3. **Check if any non-canonical blocks contain unique information** not in the canonical block. If so, fold that unique info into the canonical block before dropping the duplicate.
4. **Rewrite the section** to contain only the canonical block.
For each **duplicate heading** (same `## ` heading with 2+ spans):
1. **Collect all content blocks** from all spans of that heading.
2. **Pick the canonical span:**
- `## Skills Built` / `## Recent Articles`: the span whose content carries the highest count (e.g. "43 since 3/24" > "40 since 3/24"). Parse the leading number.
- `## Issue Tracker`: the span mentioning the most resolved issues; most content lines on a tie.
- `## Known Follow-ups` (and other intentionally multi-line sections): don't pick — concatenate unique lines from all spans into one block.
- All other headings: keep the **first** span (most recently prepended, since reflect/memory-flush prepend).

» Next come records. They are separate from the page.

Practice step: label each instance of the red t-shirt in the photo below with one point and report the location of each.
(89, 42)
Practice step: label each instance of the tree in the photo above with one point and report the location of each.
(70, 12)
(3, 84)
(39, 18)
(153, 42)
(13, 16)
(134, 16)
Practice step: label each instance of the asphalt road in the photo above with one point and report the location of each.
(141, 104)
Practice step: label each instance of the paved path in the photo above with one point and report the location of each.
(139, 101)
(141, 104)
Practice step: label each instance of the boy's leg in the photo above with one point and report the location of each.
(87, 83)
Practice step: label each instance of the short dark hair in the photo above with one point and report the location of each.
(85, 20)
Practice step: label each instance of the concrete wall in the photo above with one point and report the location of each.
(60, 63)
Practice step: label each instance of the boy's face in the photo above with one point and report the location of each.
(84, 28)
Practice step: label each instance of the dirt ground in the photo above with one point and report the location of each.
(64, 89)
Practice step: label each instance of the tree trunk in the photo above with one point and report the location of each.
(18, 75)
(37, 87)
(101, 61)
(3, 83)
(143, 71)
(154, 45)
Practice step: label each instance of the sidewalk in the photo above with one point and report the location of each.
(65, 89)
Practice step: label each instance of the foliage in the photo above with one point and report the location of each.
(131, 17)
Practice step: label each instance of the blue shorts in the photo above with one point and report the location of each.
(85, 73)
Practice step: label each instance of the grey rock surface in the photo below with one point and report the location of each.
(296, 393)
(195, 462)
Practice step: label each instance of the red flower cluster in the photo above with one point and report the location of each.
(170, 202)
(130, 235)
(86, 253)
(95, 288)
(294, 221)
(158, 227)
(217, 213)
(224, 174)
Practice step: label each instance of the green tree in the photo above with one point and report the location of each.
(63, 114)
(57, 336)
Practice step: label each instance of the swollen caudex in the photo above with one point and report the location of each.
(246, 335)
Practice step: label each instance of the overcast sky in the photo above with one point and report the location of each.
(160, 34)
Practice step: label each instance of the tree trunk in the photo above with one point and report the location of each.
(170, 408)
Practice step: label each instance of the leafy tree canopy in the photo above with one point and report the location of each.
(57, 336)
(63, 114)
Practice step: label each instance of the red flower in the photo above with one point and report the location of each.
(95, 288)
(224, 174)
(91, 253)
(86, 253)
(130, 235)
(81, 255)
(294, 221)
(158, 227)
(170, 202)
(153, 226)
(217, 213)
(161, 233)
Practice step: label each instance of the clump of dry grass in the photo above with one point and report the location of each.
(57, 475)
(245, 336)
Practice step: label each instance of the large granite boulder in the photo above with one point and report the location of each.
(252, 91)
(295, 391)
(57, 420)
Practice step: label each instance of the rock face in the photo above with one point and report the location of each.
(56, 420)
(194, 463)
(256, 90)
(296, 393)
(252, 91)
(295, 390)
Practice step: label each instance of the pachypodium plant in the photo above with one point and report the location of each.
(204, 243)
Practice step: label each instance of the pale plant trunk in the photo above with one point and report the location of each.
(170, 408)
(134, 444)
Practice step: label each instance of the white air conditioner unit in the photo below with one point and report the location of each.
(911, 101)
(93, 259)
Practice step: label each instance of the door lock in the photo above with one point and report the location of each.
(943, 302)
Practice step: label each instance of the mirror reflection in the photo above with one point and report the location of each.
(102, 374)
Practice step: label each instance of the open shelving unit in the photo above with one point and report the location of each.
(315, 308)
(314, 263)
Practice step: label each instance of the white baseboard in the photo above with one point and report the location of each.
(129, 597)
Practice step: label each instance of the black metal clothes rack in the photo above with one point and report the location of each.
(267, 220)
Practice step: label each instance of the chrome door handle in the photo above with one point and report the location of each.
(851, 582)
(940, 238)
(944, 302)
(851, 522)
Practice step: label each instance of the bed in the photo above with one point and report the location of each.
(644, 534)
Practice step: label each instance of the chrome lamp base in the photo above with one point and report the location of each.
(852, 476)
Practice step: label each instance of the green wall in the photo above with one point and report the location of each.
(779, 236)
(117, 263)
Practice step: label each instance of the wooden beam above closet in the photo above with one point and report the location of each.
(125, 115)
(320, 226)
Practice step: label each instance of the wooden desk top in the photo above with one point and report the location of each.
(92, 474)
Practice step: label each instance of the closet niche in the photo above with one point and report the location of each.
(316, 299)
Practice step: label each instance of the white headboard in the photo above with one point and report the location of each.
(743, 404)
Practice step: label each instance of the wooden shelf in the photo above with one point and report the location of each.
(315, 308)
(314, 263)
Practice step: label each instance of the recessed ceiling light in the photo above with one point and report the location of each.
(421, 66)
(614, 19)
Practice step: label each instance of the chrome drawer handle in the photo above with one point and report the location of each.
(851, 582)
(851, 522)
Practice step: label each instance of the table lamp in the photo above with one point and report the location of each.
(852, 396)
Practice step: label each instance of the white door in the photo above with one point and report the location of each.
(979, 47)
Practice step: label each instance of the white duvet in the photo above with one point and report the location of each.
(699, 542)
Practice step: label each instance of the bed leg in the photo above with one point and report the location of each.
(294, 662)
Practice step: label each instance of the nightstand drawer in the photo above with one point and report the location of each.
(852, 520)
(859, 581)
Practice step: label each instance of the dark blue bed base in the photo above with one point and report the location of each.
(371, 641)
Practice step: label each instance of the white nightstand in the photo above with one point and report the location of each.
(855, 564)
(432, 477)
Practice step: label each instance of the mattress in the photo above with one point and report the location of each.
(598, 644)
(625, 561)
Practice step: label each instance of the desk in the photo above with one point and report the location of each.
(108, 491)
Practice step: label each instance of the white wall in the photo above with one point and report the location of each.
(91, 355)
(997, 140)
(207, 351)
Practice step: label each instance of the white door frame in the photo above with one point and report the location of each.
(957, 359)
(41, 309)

3. **Fold unique information** from non-canonical spans into the canonical block before dropping them.
4. **Rewrite** so the heading appears exactly once, at the first span's position.
Preserve exact markdown formatting, indentation, and bolding from the canonical block.

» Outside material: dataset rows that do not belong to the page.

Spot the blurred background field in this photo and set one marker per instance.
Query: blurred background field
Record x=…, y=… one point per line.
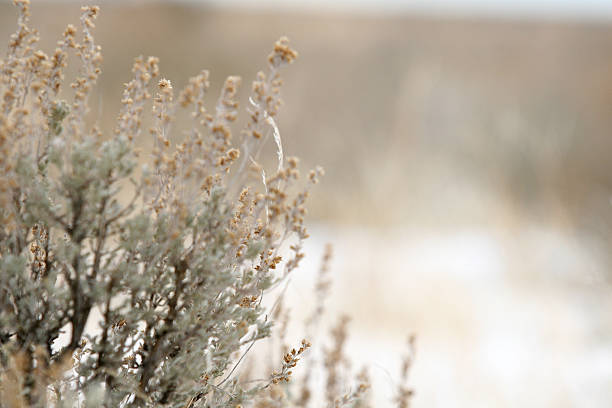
x=469, y=179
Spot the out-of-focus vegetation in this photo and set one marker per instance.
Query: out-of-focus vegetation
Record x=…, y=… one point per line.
x=450, y=120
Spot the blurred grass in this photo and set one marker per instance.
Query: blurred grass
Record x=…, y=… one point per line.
x=416, y=120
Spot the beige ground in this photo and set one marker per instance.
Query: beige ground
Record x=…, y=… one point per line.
x=468, y=188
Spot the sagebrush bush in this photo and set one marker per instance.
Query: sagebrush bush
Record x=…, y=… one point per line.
x=173, y=277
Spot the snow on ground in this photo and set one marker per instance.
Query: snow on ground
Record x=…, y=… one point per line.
x=502, y=318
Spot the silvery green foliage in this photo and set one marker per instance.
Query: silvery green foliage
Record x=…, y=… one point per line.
x=165, y=262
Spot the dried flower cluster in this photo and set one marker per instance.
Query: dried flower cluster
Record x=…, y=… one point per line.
x=153, y=300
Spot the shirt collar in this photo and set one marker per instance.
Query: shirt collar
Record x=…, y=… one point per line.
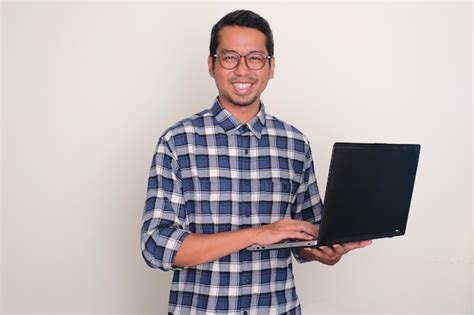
x=231, y=124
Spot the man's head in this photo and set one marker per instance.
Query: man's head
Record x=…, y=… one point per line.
x=243, y=18
x=239, y=34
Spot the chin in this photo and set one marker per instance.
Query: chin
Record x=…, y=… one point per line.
x=243, y=102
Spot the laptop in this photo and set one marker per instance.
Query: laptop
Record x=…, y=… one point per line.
x=368, y=194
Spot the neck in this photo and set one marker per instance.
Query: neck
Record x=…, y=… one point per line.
x=242, y=113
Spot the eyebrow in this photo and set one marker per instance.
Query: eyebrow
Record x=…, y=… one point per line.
x=231, y=50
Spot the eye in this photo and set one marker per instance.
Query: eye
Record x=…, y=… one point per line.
x=256, y=58
x=230, y=58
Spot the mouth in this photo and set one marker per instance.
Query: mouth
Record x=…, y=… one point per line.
x=242, y=88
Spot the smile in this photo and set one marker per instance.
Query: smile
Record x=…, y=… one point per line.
x=242, y=87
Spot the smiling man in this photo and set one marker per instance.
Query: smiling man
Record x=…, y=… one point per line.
x=229, y=177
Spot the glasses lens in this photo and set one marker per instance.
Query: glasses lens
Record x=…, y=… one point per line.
x=229, y=60
x=255, y=61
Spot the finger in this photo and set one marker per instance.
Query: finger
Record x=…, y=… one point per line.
x=301, y=235
x=327, y=251
x=340, y=249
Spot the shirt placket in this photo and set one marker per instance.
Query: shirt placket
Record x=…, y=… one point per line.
x=245, y=214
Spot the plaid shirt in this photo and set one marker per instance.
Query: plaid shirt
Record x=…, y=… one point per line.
x=209, y=174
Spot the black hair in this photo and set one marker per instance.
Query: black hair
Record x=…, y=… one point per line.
x=244, y=18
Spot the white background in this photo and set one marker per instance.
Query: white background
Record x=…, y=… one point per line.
x=87, y=89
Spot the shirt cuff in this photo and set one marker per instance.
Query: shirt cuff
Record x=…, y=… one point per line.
x=169, y=243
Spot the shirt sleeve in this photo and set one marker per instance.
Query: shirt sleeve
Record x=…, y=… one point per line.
x=307, y=205
x=164, y=215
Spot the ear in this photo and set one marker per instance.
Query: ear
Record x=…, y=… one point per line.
x=272, y=68
x=210, y=65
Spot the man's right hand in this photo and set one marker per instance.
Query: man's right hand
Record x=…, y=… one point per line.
x=285, y=229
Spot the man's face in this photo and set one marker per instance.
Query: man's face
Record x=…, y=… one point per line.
x=240, y=86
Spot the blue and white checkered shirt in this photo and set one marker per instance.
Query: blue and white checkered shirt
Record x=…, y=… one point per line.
x=209, y=174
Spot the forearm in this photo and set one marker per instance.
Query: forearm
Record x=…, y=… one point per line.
x=202, y=248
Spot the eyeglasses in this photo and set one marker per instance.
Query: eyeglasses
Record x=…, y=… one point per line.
x=230, y=60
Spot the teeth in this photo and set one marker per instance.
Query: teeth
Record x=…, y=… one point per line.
x=242, y=85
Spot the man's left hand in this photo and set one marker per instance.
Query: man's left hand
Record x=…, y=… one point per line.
x=330, y=255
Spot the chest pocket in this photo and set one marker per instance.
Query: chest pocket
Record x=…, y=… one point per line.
x=275, y=199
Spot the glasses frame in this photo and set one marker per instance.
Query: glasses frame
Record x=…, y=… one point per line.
x=267, y=57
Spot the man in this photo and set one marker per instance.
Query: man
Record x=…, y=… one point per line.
x=230, y=177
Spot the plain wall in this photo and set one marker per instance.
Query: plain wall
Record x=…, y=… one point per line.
x=89, y=87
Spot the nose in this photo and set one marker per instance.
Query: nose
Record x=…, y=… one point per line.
x=242, y=68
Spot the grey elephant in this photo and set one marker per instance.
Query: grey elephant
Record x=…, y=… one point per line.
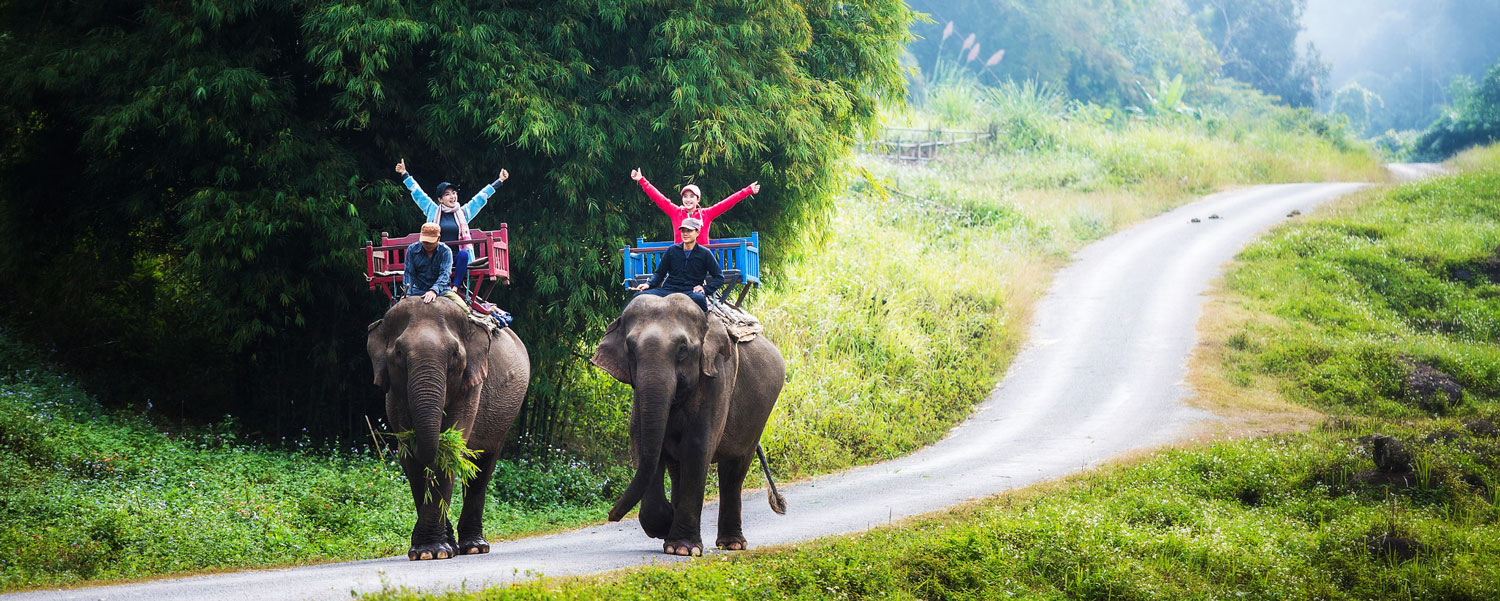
x=699, y=399
x=443, y=370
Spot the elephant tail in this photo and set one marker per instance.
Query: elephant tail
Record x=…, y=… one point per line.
x=777, y=501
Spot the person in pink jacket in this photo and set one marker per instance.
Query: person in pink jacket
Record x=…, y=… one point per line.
x=690, y=209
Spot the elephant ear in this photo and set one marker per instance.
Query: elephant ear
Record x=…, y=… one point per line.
x=476, y=348
x=611, y=352
x=716, y=346
x=378, y=348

Do NOT rewrite the entire MEMORY.md — use targeted section replacement. Write the updated file back using the Write tool.

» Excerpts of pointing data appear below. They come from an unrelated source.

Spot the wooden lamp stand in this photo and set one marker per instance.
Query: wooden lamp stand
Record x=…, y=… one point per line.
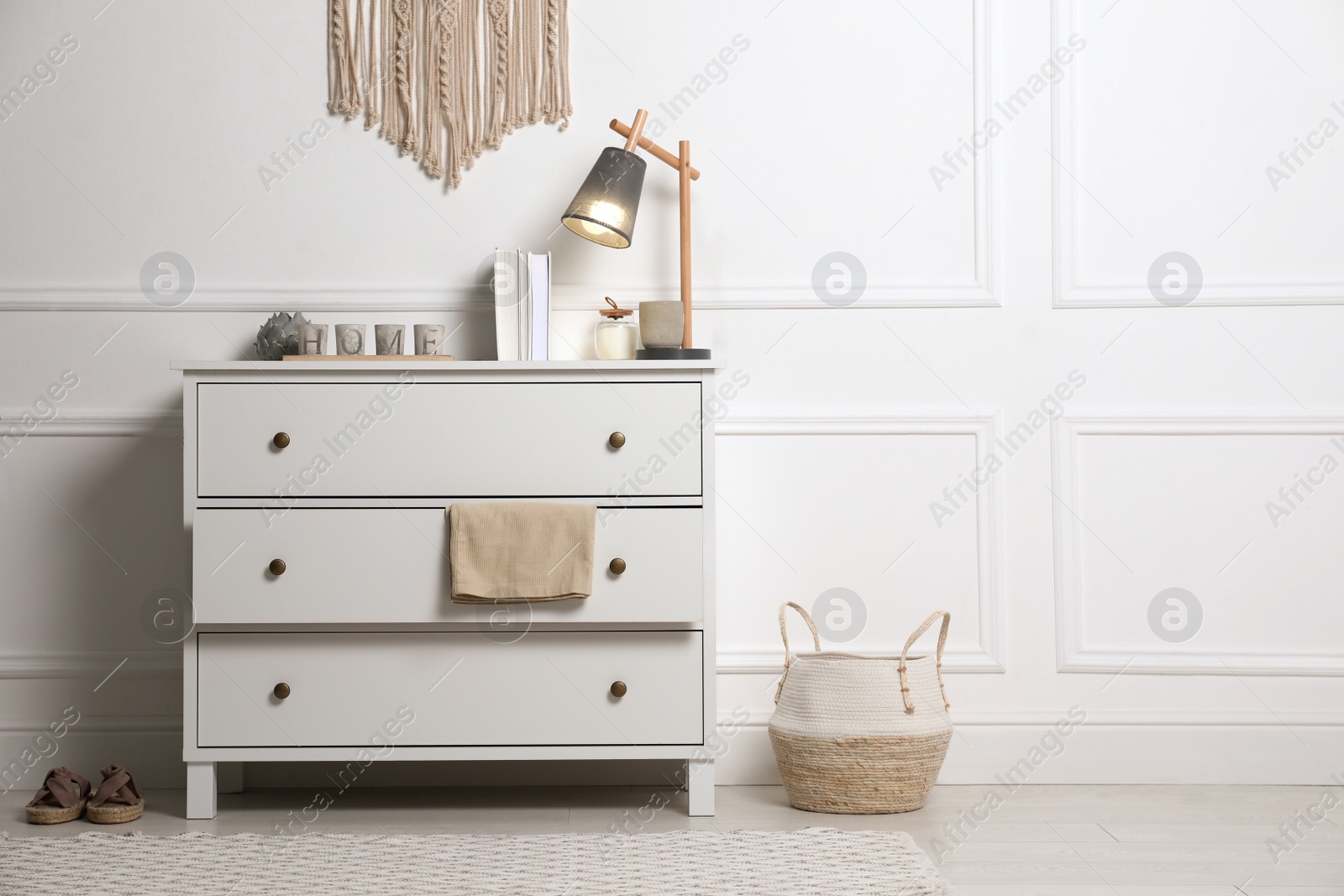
x=685, y=174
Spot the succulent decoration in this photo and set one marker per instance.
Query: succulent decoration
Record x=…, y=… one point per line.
x=279, y=336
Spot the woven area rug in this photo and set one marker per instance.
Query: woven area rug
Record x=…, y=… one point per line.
x=817, y=860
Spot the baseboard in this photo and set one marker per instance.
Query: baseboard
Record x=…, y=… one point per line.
x=1095, y=752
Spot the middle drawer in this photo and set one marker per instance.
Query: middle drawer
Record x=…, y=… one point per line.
x=391, y=566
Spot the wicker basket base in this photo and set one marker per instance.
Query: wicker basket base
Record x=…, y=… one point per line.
x=859, y=775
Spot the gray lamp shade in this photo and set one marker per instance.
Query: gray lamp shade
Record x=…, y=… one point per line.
x=605, y=206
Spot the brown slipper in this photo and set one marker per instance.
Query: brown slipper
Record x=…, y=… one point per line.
x=118, y=799
x=62, y=797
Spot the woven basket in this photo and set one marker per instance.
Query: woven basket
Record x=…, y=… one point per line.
x=860, y=735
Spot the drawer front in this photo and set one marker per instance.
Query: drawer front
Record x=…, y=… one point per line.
x=461, y=439
x=463, y=689
x=391, y=566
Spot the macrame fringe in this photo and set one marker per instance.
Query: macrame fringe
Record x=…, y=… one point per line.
x=445, y=80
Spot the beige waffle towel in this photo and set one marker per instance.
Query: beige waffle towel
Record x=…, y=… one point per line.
x=510, y=551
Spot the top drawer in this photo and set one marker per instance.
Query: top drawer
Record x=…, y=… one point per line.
x=460, y=439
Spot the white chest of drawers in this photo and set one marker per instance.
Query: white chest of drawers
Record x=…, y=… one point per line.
x=324, y=627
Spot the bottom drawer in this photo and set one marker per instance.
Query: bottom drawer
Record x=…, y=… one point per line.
x=450, y=689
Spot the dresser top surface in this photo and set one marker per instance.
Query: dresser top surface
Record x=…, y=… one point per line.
x=533, y=367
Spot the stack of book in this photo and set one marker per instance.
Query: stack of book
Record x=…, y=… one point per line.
x=522, y=288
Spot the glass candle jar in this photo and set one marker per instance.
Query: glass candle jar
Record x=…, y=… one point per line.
x=616, y=338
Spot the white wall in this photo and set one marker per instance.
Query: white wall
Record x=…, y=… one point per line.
x=1014, y=275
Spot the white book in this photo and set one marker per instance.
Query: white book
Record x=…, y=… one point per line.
x=539, y=280
x=504, y=284
x=522, y=311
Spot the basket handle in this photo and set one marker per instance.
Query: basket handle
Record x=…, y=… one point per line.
x=784, y=633
x=942, y=640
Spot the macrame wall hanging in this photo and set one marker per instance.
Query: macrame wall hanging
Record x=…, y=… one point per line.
x=445, y=80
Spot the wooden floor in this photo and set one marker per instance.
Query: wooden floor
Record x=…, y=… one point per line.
x=1041, y=841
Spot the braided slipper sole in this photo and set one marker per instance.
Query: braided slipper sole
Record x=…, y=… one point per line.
x=112, y=813
x=55, y=815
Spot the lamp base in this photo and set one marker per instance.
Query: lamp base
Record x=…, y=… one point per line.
x=672, y=355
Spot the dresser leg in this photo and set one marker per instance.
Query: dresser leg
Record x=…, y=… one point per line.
x=201, y=790
x=699, y=774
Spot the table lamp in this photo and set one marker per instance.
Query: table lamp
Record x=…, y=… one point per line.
x=604, y=211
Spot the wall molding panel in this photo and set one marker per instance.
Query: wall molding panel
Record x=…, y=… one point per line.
x=983, y=426
x=94, y=423
x=1073, y=652
x=91, y=664
x=1070, y=291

### 5. Run topic-pointer dedupe
After any structural rewrite, also run:
```bash
./scripts/memory-dedupe --fix
```
Belt-and-suspenders: structural rewrites can occasionally re-expose pointer dupes. Idempotent — no-op if already clean.
### 6. Format notification
Write to `.pending-notify-temp/mem-struct-dedupe-${today}.md`, then send:
```
./notify -f .pending-notify-temp/mem-struct-dedupe-${today}.md
```
Message format (only sent if drift was detected and fixed):
```
memory structural dedupe — ${today}
${N} section(s) collapsed:
${forEach flagged section}
- ${section_heading}: ${old_count} blocks → 1 canonical
dropped: ${dropped_block_preview}
${end}
${forEach duplicate heading}
- ${heading}: ${span_count} duplicate headings → 1
${end}
MEMORY.md: ${old_line_count} → ${new_line_count} lines
```
No notification if clean.
### 7. Log to memory
Append to `memory/logs/${today}.md`:
```markdown
## Memory Structural Dedupe
- **Sections checked:** ${list of sections checked}
- **Sections fixed:** ${list of fixed sections or "none"}
- **Duplicate headings fixed:** ${list of merged headings or "none"}
- **Lines removed:** ${count or 0}
- **Pointer dedupe:** ran post-fix / skipped (clean input)
- MEMORY_STRUCTURAL_DEDUPE_OK
```
(Use `MEMORY_STRUCTURAL_DEDUPE_OK` in all cases — it marks the skill ran successfully, not that zero drift was found.)
## Sandbox Note
Reads and writes only local files (`memory/MEMORY.md`, `memory/logs/`). Calls `./scripts/memory-dedupe --fix` as a local shell command. No external network calls. No prefetch/postprocess needed.